A3: Image perturbation

We discussed them only in the related work section since they do not have strong transferability across models which is important for benchmark. We conducted an experiment on VisualAdv and found the transferability of this method is poor (the jailbreak generated by minigpt4 can only achieve 12.9 ASR on Gemini and 1.6 ASR Qwen ).

A4: Dataset publication

We will release the dataset and code

Response to {Questions To Authors}

A5: Variance of ASR

Our new experiments show the variance of ASR for OmniLMM-12B, which is low (0.456 on average among different attacks)

A6: Evaluation criteria for harmful but unrelated generated output

We added experiments about the topic correlation, and the results are consistent with the conclusions in our paper. We use Mixtral-7b to test the topic relevant and judge whether the attack was successful. The ASR is 7.74, 22.2, 22.52, 32.30, 46.98 for different attacks (QR)SD, (QR)SD_Typo, (QR)Typo, Figstep, and LLM transfer attack respectively, which is consistent with the tendency revealed by Llamaguard score in our paper.

A7: High ASR Across MLLM

As analyzed in Sec.4, fine-tuning backbone LLMs in MLLMs will break the safety alignment of the Backbone LLMs.

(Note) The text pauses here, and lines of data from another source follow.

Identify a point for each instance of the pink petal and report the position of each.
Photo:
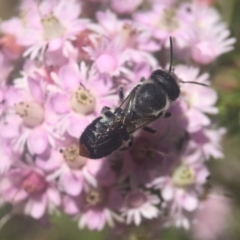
(167, 193)
(50, 163)
(69, 74)
(38, 206)
(54, 196)
(76, 125)
(70, 206)
(37, 141)
(60, 103)
(71, 183)
(95, 218)
(190, 203)
(55, 44)
(36, 90)
(10, 127)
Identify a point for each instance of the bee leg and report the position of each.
(130, 143)
(148, 129)
(167, 115)
(105, 109)
(121, 94)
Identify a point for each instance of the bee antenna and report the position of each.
(202, 84)
(171, 55)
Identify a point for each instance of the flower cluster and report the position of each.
(74, 56)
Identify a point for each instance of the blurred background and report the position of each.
(225, 173)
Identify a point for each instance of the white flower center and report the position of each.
(82, 101)
(168, 20)
(32, 113)
(136, 199)
(72, 157)
(106, 63)
(143, 151)
(183, 176)
(52, 27)
(95, 197)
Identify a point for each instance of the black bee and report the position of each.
(145, 103)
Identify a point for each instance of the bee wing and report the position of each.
(140, 121)
(128, 102)
(125, 109)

A8: Safety Policy Configuration of Llama-guard

Yes, it can be extended to new policies in our evaluations. We configure the safety policy to strictly align with our safety policies. We evaluate Llama-guard with and without configuration. To test the detection accuracy, we manually crafted a malicious content dataset containing 200 samples in different policies. The accuracy rises from 88.5% to 93% after we configure the system prompt, which means the model effectively adapts to new policies, aligning with the conclusion of the Llama-guard official paper.

评论

Dear Reviewers, As you might know, we are approaching the discussion period deadline. We deeply appreciate your comments and made detailed responses to all your concerns. If your concerns have been addressed, we sincerely appreciate that you can update the score. Please feel free to reach out in case you need any clarification. Best Regards, Authors.

评论

I would like to thank the author for providing the additional information, which addressed my questions. I highly encourage the author to include the new results in the final version. I raised my score to 7.

评论

Thank you for your feedback and for raising your score based on our rebuttal. We appreciate your time and consideration. We will update with new results in the final version.

最终决定

This work investigates the vulnerabilities of MLLMs towards jailbreak attacks, specially on the transferability of LLM jailbreak attacks. The authors have done a good job of rebuttal. After rebuttal, it has received scores of 6777. Overall, all the reviewers are happy about the paper, commenting that the paper is well written, and the JailBreakV-28K benchmark can serve as a valuable resource for future researchers working on this topic. One reviewer had the concern that the phrasing of the work is confusing and somewhat inconsistent, and the rebuttal partially addressed it.

The authors are highly encouraged to release their benchmark as promised. Given all the positive scores, the AC would like to recommend acceptance of the paper by the end.

[ethics comment from PCs] Both ethics reviewers highlight necessity of including ethical discussion section at the end of paper. Ethics statement is mandatory for next revision of the paper.